You've got to try and keep her aright, he told himself. Try and lash yourself down with one of the lines. . . .
The wall of water hit, hurtling him over the side. He grasped for a section of gunwale, but it was too late. The wave obliterated everything. Now the swell was churning against his face as he tried to stroke back, his lungs filling with water. His arms were flailing, hands trying desperately to grasp the slippery cypress planking. The Switlik vest was holding, so he was in no danger of drowning. Yet.
Fighting the swell with his left hand, spitting water, he reached out with his right, trying to catch any piece of wreckage floating by.
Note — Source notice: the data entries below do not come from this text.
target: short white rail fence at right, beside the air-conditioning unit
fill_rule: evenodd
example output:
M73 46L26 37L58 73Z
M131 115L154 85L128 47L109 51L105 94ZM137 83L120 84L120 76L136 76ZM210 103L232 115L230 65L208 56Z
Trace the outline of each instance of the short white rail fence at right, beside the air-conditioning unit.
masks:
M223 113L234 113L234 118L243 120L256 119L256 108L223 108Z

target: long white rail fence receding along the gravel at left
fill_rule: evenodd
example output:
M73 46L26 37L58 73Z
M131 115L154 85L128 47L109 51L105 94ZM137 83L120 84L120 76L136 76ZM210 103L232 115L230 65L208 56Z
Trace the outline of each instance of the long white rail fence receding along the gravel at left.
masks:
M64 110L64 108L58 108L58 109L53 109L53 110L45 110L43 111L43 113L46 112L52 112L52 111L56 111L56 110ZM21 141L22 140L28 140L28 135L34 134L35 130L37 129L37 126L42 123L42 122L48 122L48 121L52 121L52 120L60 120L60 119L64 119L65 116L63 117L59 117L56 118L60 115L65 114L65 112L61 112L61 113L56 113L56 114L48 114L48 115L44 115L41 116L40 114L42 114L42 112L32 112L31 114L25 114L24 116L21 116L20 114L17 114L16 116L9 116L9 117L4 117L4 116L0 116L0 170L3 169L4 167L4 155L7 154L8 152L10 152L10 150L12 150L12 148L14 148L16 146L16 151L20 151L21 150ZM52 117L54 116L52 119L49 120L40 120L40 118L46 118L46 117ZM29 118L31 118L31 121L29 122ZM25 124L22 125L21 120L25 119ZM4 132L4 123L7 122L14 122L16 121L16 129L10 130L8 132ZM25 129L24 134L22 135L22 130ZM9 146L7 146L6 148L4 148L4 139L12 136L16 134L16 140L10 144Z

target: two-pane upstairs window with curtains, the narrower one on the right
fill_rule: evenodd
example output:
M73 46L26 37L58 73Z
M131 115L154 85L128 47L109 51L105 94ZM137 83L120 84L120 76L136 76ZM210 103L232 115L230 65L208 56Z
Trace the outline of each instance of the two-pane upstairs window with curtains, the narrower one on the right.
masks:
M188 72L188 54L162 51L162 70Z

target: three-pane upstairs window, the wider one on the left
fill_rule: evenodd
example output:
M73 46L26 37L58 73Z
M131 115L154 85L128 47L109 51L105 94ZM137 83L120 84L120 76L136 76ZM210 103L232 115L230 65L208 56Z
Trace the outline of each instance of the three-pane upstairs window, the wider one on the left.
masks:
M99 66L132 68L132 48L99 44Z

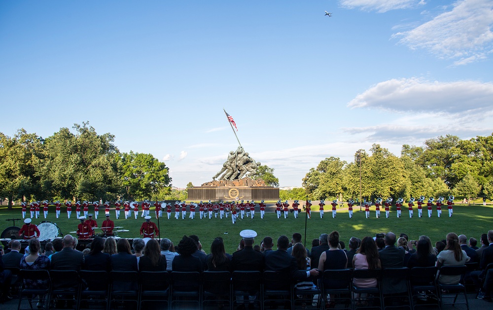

Finally, he succeeded in wrapping a line around his wrist. He gasped, choking, and caught his breath. Then, still grasping the line, he draped his left arm across Odyssey II's shattered side and used the line to pull himself over, into what was left of the hold. If he could stay with her, he figured, he might still have a chance.
Just as he tried to rise to his feet, however, he looked up to see the mast slowly heeling over, coming straight down.
He toppled backward, hoping to dodge it, but it slammed him just across the chest. The world swirled into blackness, as even the light from the blazing ship behind him seemed to flicker.
Stay conscious, he told himself. Stay alive.
Holding onto the toppled mast, using it as a brace, he managed to rise. And now the Hind had completed its gruesome handiwork and was banking. Again it was going to pass directly overhead.
By God, he thought, this thing isn't over. Those bastards are not going to get off scot-free.